Vanessa Kirby, classe 1988, è la quinta nominata per l’Academy come migliore attrice protagonista. Il film che la vede competere si chiama Pieces of a Woman ed è già disponibile su Netflix. Fresca dell’interpretazione della giovane principessa Margaret nella produzione schiacciasassi sui Windsor, The Crown, Kirby veste qua i difficili panni di una madre che deve riprendersi dalla scomparsa della sua neonata figlia. La pellicola di Kornel Mundruczo non è certo leggera da digerire ma l’attrice dà prova di un’abilità recitativa rara e travolgente, che vedremo se sarà ritenuta da Oscar.

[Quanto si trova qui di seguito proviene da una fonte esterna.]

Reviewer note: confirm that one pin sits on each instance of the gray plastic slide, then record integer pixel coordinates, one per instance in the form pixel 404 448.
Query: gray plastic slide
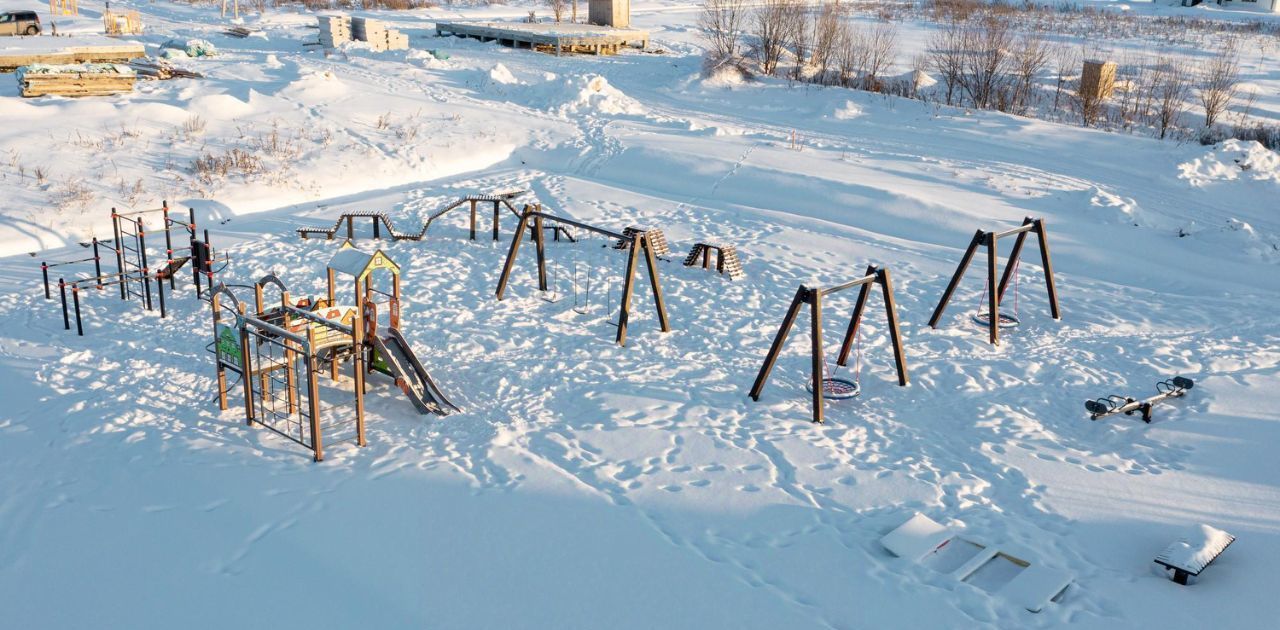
pixel 411 375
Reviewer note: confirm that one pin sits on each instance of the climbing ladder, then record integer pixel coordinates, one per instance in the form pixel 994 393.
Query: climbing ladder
pixel 726 259
pixel 657 240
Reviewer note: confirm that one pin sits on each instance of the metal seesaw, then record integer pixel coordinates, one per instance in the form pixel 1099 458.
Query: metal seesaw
pixel 1169 388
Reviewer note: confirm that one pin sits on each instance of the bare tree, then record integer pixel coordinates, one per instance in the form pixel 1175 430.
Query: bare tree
pixel 557 8
pixel 826 39
pixel 853 53
pixel 986 59
pixel 1171 87
pixel 946 56
pixel 1068 60
pixel 1219 81
pixel 1029 56
pixel 881 53
pixel 799 35
pixel 772 31
pixel 722 23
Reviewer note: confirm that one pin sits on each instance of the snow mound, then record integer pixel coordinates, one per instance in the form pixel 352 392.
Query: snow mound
pixel 1233 160
pixel 315 86
pixel 849 112
pixel 501 74
pixel 593 92
pixel 1114 206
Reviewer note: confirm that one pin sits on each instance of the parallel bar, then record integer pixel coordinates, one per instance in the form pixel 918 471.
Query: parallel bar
pixel 1019 229
pixel 859 282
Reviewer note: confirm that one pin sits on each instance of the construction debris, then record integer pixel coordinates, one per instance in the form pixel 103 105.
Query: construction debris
pixel 334 30
pixel 76 80
pixel 338 30
pixel 240 32
pixel 122 23
pixel 160 69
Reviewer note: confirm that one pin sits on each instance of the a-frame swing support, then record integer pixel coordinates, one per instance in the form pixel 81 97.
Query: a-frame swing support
pixel 813 296
pixel 996 292
pixel 636 243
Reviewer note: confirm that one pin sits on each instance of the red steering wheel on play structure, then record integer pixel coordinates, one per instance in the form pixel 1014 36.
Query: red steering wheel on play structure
pixel 370 316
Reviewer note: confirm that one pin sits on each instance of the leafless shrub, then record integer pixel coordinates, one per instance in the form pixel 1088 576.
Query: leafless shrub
pixel 826 39
pixel 799 35
pixel 723 23
pixel 946 56
pixel 1029 56
pixel 1219 81
pixel 1170 87
pixel 986 59
pixel 772 26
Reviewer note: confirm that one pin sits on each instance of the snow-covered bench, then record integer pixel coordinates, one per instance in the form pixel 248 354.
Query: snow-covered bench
pixel 1191 555
pixel 922 539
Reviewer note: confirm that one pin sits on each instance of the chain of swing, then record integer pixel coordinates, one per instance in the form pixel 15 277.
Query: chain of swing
pixel 583 279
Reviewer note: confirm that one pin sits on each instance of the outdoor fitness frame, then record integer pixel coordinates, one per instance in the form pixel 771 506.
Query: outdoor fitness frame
pixel 635 243
pixel 813 296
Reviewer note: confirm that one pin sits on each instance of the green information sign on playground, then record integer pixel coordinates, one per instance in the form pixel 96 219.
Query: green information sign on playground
pixel 228 346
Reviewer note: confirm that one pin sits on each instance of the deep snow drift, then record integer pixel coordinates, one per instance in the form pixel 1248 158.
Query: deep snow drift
pixel 593 485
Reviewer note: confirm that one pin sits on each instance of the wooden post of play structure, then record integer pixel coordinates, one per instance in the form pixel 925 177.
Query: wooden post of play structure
pixel 992 291
pixel 996 288
pixel 357 368
pixel 654 284
pixel 817 360
pixel 314 396
pixel 627 287
pixel 813 297
pixel 540 246
pixel 247 366
pixel 472 219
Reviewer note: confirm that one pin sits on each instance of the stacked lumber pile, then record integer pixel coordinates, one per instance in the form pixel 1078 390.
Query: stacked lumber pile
pixel 378 36
pixel 159 69
pixel 334 30
pixel 76 80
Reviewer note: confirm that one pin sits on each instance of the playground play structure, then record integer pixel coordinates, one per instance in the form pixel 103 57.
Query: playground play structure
pixel 824 384
pixel 634 241
pixel 1175 387
pixel 993 292
pixel 133 273
pixel 280 351
pixel 380 220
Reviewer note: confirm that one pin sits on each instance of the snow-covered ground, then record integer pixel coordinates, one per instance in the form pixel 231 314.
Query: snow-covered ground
pixel 590 485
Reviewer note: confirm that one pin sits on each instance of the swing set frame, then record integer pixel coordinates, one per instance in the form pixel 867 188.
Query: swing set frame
pixel 813 297
pixel 996 291
pixel 635 243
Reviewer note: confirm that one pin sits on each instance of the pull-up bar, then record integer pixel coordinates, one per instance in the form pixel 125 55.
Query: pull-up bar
pixel 996 291
pixel 635 242
pixel 813 296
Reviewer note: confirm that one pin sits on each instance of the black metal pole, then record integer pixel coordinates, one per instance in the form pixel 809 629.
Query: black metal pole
pixel 67 322
pixel 97 265
pixel 80 329
pixel 160 292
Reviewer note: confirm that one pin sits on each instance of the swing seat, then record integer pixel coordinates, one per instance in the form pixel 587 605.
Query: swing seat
pixel 836 388
pixel 1006 320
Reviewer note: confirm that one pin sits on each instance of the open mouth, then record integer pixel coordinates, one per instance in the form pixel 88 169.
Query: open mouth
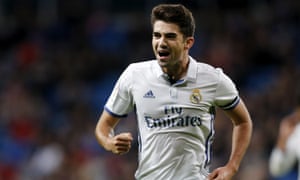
pixel 163 53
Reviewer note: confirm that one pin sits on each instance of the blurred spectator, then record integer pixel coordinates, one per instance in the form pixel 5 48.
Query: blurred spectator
pixel 58 60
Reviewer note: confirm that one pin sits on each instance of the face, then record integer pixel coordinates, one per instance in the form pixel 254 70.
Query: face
pixel 169 45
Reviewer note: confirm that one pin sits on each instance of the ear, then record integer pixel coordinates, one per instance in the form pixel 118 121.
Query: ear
pixel 189 42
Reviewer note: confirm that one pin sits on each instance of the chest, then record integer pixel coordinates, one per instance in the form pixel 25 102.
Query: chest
pixel 152 97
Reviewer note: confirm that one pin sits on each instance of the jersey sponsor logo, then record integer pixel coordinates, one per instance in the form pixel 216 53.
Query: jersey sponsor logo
pixel 174 117
pixel 179 121
pixel 196 96
pixel 149 94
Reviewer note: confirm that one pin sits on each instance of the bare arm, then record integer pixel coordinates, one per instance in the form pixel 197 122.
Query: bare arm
pixel 242 131
pixel 104 132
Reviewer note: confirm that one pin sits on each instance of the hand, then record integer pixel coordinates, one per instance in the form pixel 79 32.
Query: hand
pixel 121 143
pixel 222 173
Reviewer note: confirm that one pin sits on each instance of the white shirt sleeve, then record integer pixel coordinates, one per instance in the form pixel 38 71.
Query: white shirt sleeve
pixel 120 102
pixel 226 96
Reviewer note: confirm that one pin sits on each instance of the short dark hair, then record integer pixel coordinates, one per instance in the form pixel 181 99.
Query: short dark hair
pixel 177 14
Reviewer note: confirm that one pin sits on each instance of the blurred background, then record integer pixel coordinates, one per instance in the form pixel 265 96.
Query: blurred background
pixel 59 60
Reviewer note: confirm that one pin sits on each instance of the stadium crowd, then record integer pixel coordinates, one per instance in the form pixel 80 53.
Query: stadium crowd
pixel 60 58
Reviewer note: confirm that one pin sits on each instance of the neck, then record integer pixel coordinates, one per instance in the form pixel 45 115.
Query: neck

Non c’è una chiara favorita, anche se qualcuno si sta sbilanciando su Viola Davis. Le cinque storie narrano di 5 donne molto diverse, che attraversano fasi diverse della loro vita e possiedono caratteri profondamente differenti. Naturalmente i film si focalizzano su alcuni aspetti della vita dei personaggi di cui ci parlano – non possono fare molto di più in un paio d’ore – e tratteggiano soltanto i principali risvolti nella psicologia di queste donne. Ciascuna delle lettrici di questo pezzo si riconoscerà più in una che nelle altre e sarà portata a empatizzare con lei.

Indipendentemente da chi vinca, consiglierei di guardare tutti questi film, alcuni devono ancora uscire in Italia, e ricavare un ritratto composito, prendendo pregi – e imprescindibili difetti – di ognuna di queste eroine.  Sebbene le loro storie non siano tutte ambientate nel nostro tempo, restano attualissime e capaci di fornirci spunti e stimoli quantomai utili per affrontare le problematiche della contemporaneità. Questo non vale solo per le donne.